Priority Recommendations for MGNREGS:

  • Prepare Perspective Plan for every Gram Panchayat on the basis of landscape, watershed or aquifer based planning
  • Strengthen capacities of Gram Panchayats to develop green proposals and monitor green results: develop and utilize appropriate toolkits for this purpose
  • Strengthen block level capacities to support implementing agencies to deliver green results
  • Develop an MGNREGS green index as a part of the scheme monitoring system to track green impacts at the Gram Panchayat level
  • Incentivize Gram Panchayats to achieve and surpass the threshold level on the MGNREGS green index; this incentive may be drawn from the budgetary provision for administrative expenses
  • Increase focus on treatment of forest land in convergence with joint forest management and the Green India Mission

Priority Recommendations for NRLM:

  • Include as ‘essential’ outcome in Mahila Kisan Sashaktikaran Pariyojana (MKSP) guidelines, a result each on sustainably harvested produce and sustainable agricultural practices (in addition to current one on soil health) for all initiatives
  • Develop protocols for sustainable harvest of non-timber forest produce and sustainable agriculture and livestock management, and facilitate their adoption by SHGs
  • Earmark 2 percent of overall budget (or 10 percent of provision for infrastructure and marketing) for work at meso level on developing niche markets for sustainably harvested produce and for green input supply chains
  • Provide backloaded ‘labour subsidy’ to SHGs for adoption of sustainable practices to compensate for lower labour productivity (in current guidelines, there is provision only for capital subsidy or revolving funds for SHGs)
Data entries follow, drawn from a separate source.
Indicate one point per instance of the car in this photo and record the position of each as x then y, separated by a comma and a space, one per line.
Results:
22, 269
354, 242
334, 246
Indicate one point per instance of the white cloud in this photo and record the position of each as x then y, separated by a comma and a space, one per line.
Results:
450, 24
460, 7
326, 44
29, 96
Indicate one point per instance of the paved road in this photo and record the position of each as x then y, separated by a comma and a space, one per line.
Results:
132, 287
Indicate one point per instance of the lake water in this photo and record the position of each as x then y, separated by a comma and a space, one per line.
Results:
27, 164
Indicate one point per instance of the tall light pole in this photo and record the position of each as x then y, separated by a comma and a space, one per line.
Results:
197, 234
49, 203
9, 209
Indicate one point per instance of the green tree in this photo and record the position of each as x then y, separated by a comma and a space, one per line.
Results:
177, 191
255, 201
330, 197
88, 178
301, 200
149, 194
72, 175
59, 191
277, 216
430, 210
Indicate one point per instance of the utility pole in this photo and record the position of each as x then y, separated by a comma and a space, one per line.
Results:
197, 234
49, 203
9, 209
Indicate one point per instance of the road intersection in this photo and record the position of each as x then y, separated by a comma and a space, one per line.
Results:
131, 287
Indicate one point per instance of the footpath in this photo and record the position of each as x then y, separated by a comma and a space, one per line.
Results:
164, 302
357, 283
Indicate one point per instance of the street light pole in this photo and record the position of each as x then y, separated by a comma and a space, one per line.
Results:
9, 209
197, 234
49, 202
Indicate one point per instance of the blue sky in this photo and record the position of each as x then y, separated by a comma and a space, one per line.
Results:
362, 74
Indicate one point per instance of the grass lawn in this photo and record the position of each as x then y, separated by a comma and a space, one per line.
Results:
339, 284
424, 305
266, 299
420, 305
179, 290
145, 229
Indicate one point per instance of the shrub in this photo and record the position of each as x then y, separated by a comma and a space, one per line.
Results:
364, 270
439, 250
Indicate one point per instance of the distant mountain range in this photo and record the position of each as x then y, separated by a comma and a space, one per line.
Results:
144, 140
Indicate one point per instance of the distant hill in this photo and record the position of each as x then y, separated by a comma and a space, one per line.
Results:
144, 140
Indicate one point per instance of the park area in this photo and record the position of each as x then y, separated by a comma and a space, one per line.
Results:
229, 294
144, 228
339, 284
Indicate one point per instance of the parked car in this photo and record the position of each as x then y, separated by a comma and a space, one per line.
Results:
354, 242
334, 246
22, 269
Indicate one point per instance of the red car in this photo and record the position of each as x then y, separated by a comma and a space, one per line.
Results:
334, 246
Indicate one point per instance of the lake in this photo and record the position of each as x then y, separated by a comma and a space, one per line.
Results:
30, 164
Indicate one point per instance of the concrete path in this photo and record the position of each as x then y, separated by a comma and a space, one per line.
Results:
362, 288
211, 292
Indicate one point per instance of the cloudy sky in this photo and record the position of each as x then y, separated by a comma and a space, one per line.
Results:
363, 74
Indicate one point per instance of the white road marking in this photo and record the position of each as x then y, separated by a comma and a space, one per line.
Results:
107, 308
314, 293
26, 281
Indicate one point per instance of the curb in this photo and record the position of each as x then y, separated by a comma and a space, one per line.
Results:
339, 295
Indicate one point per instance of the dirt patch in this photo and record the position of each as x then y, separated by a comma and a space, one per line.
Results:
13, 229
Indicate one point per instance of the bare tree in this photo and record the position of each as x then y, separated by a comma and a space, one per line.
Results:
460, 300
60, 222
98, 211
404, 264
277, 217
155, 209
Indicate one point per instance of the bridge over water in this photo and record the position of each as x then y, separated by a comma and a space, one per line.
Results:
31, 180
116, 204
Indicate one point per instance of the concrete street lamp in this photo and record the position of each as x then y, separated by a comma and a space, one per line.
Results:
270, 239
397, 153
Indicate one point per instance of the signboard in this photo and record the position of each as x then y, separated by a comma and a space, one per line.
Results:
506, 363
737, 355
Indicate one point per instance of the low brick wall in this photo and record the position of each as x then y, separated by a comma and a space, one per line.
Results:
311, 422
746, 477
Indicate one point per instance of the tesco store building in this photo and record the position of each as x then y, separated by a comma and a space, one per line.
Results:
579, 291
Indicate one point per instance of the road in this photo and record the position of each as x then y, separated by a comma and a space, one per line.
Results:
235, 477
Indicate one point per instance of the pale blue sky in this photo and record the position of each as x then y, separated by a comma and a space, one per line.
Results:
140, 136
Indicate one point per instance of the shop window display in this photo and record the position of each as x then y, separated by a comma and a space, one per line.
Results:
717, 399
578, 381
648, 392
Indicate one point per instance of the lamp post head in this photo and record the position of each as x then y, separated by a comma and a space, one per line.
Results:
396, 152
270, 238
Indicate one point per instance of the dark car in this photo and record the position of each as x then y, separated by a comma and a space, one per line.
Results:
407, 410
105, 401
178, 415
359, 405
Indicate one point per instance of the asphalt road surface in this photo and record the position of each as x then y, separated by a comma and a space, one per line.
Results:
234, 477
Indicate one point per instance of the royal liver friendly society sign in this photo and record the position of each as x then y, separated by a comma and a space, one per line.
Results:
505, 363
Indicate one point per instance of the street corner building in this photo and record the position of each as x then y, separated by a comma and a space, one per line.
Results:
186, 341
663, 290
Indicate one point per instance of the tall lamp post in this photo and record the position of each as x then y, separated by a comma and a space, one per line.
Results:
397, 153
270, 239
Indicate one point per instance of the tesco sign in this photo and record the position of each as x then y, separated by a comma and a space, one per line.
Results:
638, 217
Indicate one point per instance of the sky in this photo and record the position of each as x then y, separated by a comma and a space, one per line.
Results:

Priority Recommendations for Integrated Watershed Development Program:

  • Specify environmentally sustainable resource management and production systems in the work plan, with convergent support from other schemes, and develop capacities of community institutions to adopt the systems.
  • Use the budget allocated for ‘production systems and microenterprises’ to support key aspects of sustainable production systems.
  • Establish indicators for soil health, biodiversity and water resource sustainability and set up resource sustainability targets using these indicators.
  • Formalize usufruct rights and legal entitlements to promote sustainable use practices through community involvement. The 5 percent budget provision for the ‘consolidation phase’ must be released only after these measures are adopted by the community.
  • Encourage support organizations to take on action research pilots to enhance green results.

Priority Recommendations for National Rural Drinking Water Programme:

  • Ensure source sustainability is built into the Resource Development Proposals from Gram Panchayats while sanctioning projects.
  • Institutionalize participatory water quality monitoring and reporting by Gram Panchayats.
  • Ensure safe disposal of contaminants after the water treatment process • Dedicate additional funds for use of green technologies.
  • The Water Security Plans must take into account all relevant water demands.

Priority Recommendations for Nirmal Bharat Abhiyan:

  • Establish a Green Home Protocol and a Green Panchayat Protocol to be implemented in a phased manner across the country.
  • Enhance the budgetary share of solid and liquid waste management component.
  • Increase emphasis on solid and liquid waste management in the eligibility criteria for the Nirmal Gram Puraskar.
  • Prepare an inventory of solid and liquid waste management technologies and disseminate widely.
  • Launch a campaign for highlighting the tangible benefits of rural sanitation on health and livelihoods.

Priority Recommendations for Indira Awaas Yojana:

  • Prepare region-specific Handbooks of Green Building Designs including green construction materials that cover the life cycle of an IAY house.
  • Support district level Building Resource Centres to promote green technologies and designs; link financial support to quantity and effectiveness of green services provided.
  • Develop an IAY Green Index to measure, monitor and report on green results on a regular basis.
  • Provide additional subsidy (20 percent) to families building housing units that score above threshold on the green index.
  • Provide additional funds to districts committing to specified number of green housing units under IAY.